Anastasia Wahome, Science and Data Lead, SERVIR Eastern and Southern Africa, Regional Centre for Mapping of Resources for Development, Nairobi, Kenya. Anastasia’s background is in Computer Science, with over 10 years experience in developing software systems in various sectors (water, population and health). Anastasia holds a Masters in GIS. In addition to developing software, she has led teams in development of systems and data management. Anastasia currently leads the GeoInformation Technology and science teams at SERVIR-Eastern and Southern Africa. She has also led the development of data management, GIS data productions and projects Quality control policies at RCMRD.

Dr. James Cleverly, University of Technology Sydney and TERN (Terrestrial Ecosystem Research Network) Australia. TERN is Australia’s land ecosystem observatory.
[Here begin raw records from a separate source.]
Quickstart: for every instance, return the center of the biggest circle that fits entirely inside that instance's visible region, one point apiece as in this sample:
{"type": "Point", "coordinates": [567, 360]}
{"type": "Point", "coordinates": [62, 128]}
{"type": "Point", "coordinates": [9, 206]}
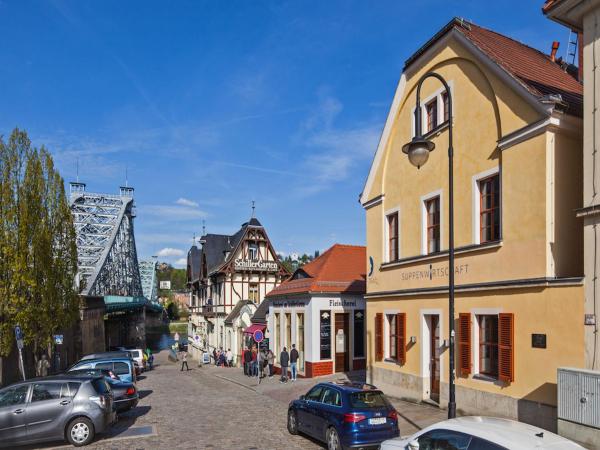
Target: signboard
{"type": "Point", "coordinates": [256, 265]}
{"type": "Point", "coordinates": [258, 336]}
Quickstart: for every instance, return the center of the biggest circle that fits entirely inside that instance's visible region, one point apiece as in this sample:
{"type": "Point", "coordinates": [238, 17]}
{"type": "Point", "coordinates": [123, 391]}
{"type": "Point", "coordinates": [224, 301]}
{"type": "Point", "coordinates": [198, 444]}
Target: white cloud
{"type": "Point", "coordinates": [181, 262]}
{"type": "Point", "coordinates": [170, 252]}
{"type": "Point", "coordinates": [185, 202]}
The network observes, records and measures critical terrestrial ecosystem parameters and conditions for Australia over time from continental scale to field sites at hundreds of representative locations. This information is standardised, integrated and transformed into model-ready data, enabling researchers to discern and interpret changes in land ecosystems. Understanding ecosystem change, the rate of change, and underlying causes is essential for effectively protecting and managing Australia’s environment and the many services it provides. Dr. Cleverly is a researcher at the University of Technology, Sydney that contributes to TERN’s work in several areas, with a focus on semiarid environments. He works on carbon and water budgets, climatology and hydrometeorology of semi-arid environments and Ecohydrology of groundwater-dependent ecosystems.
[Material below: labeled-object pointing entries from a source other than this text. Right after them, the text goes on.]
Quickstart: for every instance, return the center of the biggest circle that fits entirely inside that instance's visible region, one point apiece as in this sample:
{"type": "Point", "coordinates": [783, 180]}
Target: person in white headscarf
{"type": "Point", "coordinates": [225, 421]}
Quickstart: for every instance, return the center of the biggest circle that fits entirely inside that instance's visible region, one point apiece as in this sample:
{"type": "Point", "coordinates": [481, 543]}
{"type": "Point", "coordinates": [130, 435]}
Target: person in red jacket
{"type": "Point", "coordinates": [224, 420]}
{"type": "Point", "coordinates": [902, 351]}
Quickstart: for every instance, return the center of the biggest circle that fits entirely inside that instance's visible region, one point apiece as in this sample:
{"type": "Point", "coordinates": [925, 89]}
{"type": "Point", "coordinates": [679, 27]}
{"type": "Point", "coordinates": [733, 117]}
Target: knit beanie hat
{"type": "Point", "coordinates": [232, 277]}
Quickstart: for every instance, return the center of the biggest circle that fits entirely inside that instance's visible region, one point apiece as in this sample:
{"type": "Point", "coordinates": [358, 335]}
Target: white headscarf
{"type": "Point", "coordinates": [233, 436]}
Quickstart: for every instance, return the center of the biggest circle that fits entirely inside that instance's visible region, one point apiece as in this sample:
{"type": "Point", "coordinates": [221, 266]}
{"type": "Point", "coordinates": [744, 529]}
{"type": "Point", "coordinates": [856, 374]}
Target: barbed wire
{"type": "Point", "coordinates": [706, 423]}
Dr. Narendra Kumar Tuteja, Manager, Water Forecasting Services, Bureau of Meteorology, Australian Government. Dr Narendra Kumar Tuteja has over thirty years of multi-disciplinary scientific and engineering experience in industry, applied research and academia in hydrology, water resources and natural resource management across Australia, Europe and South Asia. Narendra has supported development of policies and decision making in the water sector. He currently leads development and delivery of Water Forecasting services in Australia at the Bureau of Meteorology. Since 2009, he has successfully guided large multi-disciplinary professional teams delivering 7-day and seasonal streamflow forecasts as well as long term water availability trends. He works closely with regulators, environmental managers and water utilities across all jurisdictions in Australia. His work has supported development of policies and decision making in the water sector.
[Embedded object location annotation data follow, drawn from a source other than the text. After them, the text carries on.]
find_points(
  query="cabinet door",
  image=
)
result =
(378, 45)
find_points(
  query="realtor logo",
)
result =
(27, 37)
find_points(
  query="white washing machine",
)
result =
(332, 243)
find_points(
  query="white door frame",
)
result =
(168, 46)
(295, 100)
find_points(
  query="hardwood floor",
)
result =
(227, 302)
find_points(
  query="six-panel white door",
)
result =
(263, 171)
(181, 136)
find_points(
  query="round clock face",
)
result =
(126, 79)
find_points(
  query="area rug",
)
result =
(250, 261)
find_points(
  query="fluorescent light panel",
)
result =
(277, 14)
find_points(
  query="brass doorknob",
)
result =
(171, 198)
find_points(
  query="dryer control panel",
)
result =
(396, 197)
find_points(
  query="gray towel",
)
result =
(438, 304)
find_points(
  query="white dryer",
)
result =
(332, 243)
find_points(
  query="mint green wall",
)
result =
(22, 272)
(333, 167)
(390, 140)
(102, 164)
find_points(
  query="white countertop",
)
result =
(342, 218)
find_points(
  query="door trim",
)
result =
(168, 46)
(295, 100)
Dr. Rebecca Farrington, Auscope.org, University of Melbourne. AuScope provides geoscientists with world-class research ‘toolkit’ to help tackle Australia’s key geoscience challenges. Rebecca Farrington is an academic specialist with a joint position in the School of Earth Sciences and Chancellery (Research). With research expertise in computational mathematics and geodynamics, Rebecca has served as the research manager of Underworld Geodynamics, leading a team of academic and professional staff developing software to model planetary interiors. As a leader within the University of Melbourne’s Petascale Campus Initiative and the NCRIS funded Auscope geoscience community, Rebecca champions the sustainable development of academic and community-led data-intensive research programs. 

Dr. Sara Moron, Research Fellow, Basin Genesis Hub, Australia. Sara Morón is a Research Fellow at Sydney and Melbourne Universities and manager of the ARC Basin Genesis Hub, a $5.4M project connecting “Big Data” analysis and high-performance computing. Her research focuses on understanding the formation and evolution of modern and ancient rivers and deltas as well as the dynamics of ocean-land interactions. Her research combines numerical modelling, geochemistry and field observations. Sara holds a PhD in Geology from the University of Adelaide and an MPhil in Geology from the University of Minnesota, USA. Sara held a research position in the Smithsonian Tropical Research Institute, where she worked on multiple interdisciplinary projects that dealt with the geological evolution of the Americas and the understanding of the responses of ancient ecosystems to previous climatic changes as analogues for the ongoing climatic change.